Recent studies [26] have showed that the use of a pre-formed reconstruction plate can reduce both the time of the manual plate modeling during the surgery and the time for finding the correct position of the plate on the mandibular fragments.

In our cases, we firstly positioned the pre-formed plate on the resin model to calculate the correct position and to estimate the correct screws’ number to insert on each mandibular stump. During the surgical procedure, we found that the plate fits perfectly on the bone surfaces, and no further manipulation of the plate was required. Finally, the other fragments were reduced and fixed to the plate as the pre-operative program. At the end of procedure, the surgical time was significantly reduced compared to our standard time, and the accuracy of the treatment was greatly improved.

The success of the treatment was confirmed by the comparison between the virtual surgical planned CT and the post-operative CT. In fact, the overlapping of the two CT images showed that the discrepancies in mm were in all cases less than 1,5 mm. In particular, to verify where the outcome was more predictable, we calculated the discrepancies in eleven bone cephalometric points. The analysis showed that the front portion of mandible (B point and Menton) presented the lower discrepancy, while the higher discrepancy was obtained in the posterior section (condyles and Lingula). This result seems to confirm that the position in the space of the anterior fragments is more easily predictable than the posterior sections. This is probably due to the action/force of the applied plate to the bone that stabilizes the bony portion compared to other areas which are more unstable.

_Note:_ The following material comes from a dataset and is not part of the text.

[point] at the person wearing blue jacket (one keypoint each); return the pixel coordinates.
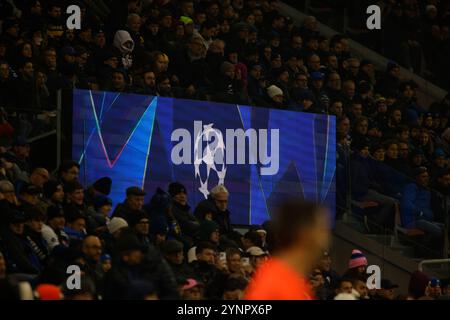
(416, 209)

These results were confirmed by the good clinical outcomes in all four cases in terms of facial symmetry restoration, absence of sensory disturbance and possibility of a prosthetic rehabilitation. Furthermore, it is a very low-cost method. If we exclude the initial investment for the purchase of the printer and the dedicated software (around 15,000.00 Euros), the cost for single case is estimated to be around 6.3 Euros. A patient specific plate (PSP) has a commercial cost of around 5000.00 Euros. Therefore, the described in-house workflow allows to amortize initial set-up expenses after a few performed cases.

One of the limitations of the study is certainly the sample size. This is a small sample enrolled in a single center. Further studies or larger case studies with the involvement of other structures are necessary to confirm the results obtained. Other limits are represented by the long learning curve and the time consuming. In fact, the procedure requires specific staff with a background in CAD CAM technologies. This method is reproducible in other clinics by having the medical software and the three-dimensional printer. Another limit of the study is the possible reduction in the plate resistance compared with a custom-made plate, which must not be modeled. However, this reduction of resistance is lower than the conventional method because the plate is subject to less stress, given that it is modeled on a template.

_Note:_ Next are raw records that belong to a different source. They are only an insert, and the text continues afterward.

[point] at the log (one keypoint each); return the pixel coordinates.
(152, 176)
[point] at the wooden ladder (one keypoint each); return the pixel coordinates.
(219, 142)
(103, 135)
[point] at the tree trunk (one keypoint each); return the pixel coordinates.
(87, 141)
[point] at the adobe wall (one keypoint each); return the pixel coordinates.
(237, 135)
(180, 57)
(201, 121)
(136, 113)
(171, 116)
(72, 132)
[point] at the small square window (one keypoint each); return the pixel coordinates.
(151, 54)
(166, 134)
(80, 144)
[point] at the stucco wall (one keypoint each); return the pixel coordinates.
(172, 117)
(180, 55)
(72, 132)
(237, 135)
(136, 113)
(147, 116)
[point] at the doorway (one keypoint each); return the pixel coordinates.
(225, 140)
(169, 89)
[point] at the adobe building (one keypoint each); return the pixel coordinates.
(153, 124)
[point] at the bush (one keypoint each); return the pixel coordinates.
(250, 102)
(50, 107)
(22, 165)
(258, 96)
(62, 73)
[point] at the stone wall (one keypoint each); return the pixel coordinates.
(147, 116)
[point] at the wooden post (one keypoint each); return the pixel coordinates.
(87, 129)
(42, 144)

We suggest that future studies could focus on this protocol for other types of fractures, such as comminuted maxillo-mandibular fractures.

5. Conclusions

Within the limits of the study, the Virtual Surgical Planning could be a helpful instrument in the management of the complex fractures in atrophic edentulous mandibles both to reduce the fracture and to decrease the surgical times. The bone repositioning accuracy of our in-house digital workflow is high because all the obtained discrepancy values have been less than 1.5 mm. Nevertheless, the virtual reduction of atrophic mandible fractures is more predictable in the anterior portion.